The document discusses general insurance concepts including basic terminology, requirements for insurable risk, and principles of insurance. It defines key terms like insurance, insurer, insured, premium, policy, risk, peril, and hazard. The six requirements for a risk to be insurable are outlined. The seven principles of insurance are explained in detail, including indemnity, insurable interest, utmost good faith, contribution, average, subrogation, and proximate cause. Finally, the document categorizes insurance into life, general, fire, health, motor, and marine types.
2. BASIC TERMINOLOGY
• Insurance - method of transferring the risk of financial losses from one entity to
another in exchange of premium.
• Insurer - company selling the insurance
• Insured - person/ entity whose risk is covered through insurance
• Premium - charge for a certain amount of coverage
• Policy - written contract or certificate of insurance
• Risk - uncertainty of future or deviation from expected outcome resulting into
losses
• Peril - cause of a risk and losses, e.g. natural disasters
• Hazard - condition that increases the frequency or severity of loss, e.g. open
electric wires
3. REQUIREMENTS FOR INSURABLE RISK
Pure risk Large no. of exposure units
Accidental & Unintentional Measurable
Feasible premium No high probability of loss
“Insurance is subject matter of solicitation”

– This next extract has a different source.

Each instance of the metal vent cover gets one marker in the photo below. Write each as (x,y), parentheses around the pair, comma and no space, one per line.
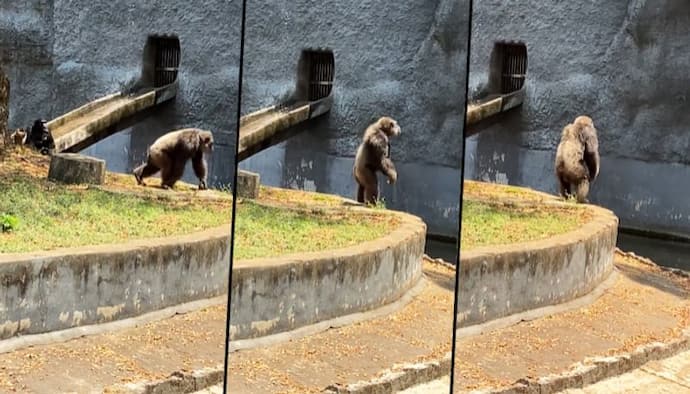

4. PRINCIPLES OF INSURANCE
Principles of Insurance guides out the norms to be followed for existence of
contract between the insurer and insured, in absence of which the insurance
contract could be void.
1. Principle of Indemnity
2. Principle of Insurable Interest
3. Principle of Utmost good faith
4. Principle of Contribution
5. Principle of Subrogation
6. Principle of Average
7. Principle of Proximate cause
5. PRINCIPLES OF INSURANCE
1. Principle of Indemnity – It states that the insurer will compensate only the loss
amount and not provide any sort of profit. It ensures to provide guaranteed
coverage that would be enough to put the insured back to the financial position
prior to loss.
2. Principle of Insurable Interest – It states that the insured must hold significant
interest in the subject matter of insurance i.e. should be the owner. It should be
evidenced that the insured is interested in preservation of thing, life or health
insured and would suffer loss in case of damage.
3. Principle of Utmost good faith – According to this principle, both the parties to
the insurance contract must disclose all fact material to the risk, voluntarily to
each other.
6. PRINCIPLES OF INSURANCE
4. Principle of Contribution – This principle is implemented when multiple
insurance policies are covering the same property then in case of loss, coverage is
provided proportionally by all insurance companies.
5. Principle of Average – This principle is applicable in case of under-insurance
where the payout against a claim will be in same proportion as the value of under-
insurance. Also, known as proportionate settlement.
6. Principle of Subrogation - As per this principle after the insured is compensated
for the loss due to damage to property insured , then the right of ownership of
such property passes on to the insurer.
7. Principle of Proximate cause – In a series of event where loss has incurred due
to more than one cause in succession, the proximate/nearest cause is identified and
if that cause is insured against insurance co. is bound to pay and vice-versa.